Project Description
Our soil came to remind you
Collaborative project with Bärbel Praun
installation, video, sound and photography
2023
Made possible during the “Free transit_permanent cycle of artist-in-residence and art interventions”, curated by Mafalda Santos, hosted by the Cerveira Art Biennial Foundation in Vila Nova de Cerveira (PRT)
exhibition 13/05 – 30/09/2023
About:
To face the climate crisis, the European Commission has developed plans for a “Green Transition”. Especially for the electric car industry the very light, silvery-white alkali metal lithium, used for the stabilization and rechargeability of batteries, is an essential component. Until recently lithium has been imported to Europe from Australia, Chile, China and Argentina – these countries produce over 90 % of the world’s supply. Now Europe aims to provide the highly valuable mineral to reduce its dependency on strategic commodities. Portugal claims to be one of the countries with the biggest reserves of lithium in Europe.

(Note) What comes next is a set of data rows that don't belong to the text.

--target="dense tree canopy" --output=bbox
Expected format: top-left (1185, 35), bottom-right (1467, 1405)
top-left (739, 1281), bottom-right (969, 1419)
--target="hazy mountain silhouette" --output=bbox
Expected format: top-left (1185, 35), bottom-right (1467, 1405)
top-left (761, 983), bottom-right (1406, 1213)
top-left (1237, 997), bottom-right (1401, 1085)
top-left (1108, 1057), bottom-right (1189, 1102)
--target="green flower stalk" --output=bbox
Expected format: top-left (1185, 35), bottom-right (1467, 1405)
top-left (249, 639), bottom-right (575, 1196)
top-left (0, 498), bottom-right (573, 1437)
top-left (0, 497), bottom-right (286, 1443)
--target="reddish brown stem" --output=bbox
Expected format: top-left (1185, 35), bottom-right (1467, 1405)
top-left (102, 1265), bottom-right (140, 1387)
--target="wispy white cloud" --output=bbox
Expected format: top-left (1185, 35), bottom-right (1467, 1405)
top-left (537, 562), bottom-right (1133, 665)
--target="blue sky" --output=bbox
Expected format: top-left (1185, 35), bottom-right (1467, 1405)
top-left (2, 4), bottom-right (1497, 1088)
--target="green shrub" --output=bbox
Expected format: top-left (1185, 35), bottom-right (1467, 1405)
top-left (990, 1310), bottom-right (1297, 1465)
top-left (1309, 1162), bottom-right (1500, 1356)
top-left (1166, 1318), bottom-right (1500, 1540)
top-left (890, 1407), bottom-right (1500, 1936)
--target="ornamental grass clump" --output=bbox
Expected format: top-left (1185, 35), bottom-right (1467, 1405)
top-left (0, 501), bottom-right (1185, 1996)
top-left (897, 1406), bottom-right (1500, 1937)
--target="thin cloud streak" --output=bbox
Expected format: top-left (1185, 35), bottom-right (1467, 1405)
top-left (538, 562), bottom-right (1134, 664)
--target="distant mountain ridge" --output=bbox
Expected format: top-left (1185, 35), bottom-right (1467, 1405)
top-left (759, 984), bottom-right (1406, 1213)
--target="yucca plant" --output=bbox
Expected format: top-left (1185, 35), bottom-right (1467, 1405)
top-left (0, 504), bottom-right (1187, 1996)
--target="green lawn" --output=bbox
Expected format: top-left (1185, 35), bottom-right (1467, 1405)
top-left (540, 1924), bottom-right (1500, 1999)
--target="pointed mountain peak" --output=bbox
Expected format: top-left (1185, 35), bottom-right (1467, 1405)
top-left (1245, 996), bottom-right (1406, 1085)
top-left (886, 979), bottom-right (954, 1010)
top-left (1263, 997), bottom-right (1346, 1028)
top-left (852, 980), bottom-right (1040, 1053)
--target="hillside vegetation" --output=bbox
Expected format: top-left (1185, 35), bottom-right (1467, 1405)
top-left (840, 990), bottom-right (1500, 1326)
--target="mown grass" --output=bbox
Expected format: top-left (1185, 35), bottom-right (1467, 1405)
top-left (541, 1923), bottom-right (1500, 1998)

The project focuses on the hunt for and fight against the so called white gold, lithium. We have met locals from the Serra d’Arga and Covas do Barroso region, who initiated resistance movements against the lithium mining on their lands in 2018. The protest groups demand not only more information and transparency from the authorities but to stop the plans completely. Where the open-cast mining for lithium is planned, communities have lived and worked for many generations, mainly in the agricultural sector.
The impacts on the environmental, socio-economical and health level would be immense: loss of land and income, contamination of the groundwater, air and noise pollution, loss of biodiversity, loss of cultural heritage – to only name a few – on a land that already is highly affected by forest fires, droughts and desertification. To the government’s and investors’ surprise, the resistance against the mines has received nationwide and international attention, further prospection of the land has been stopped, and access to common and public property has been prohibited – for now.
The installation “Our soil came to remind you” is an attempt to show forms of resistance and protest, with the means of collective power, and connection and care about land.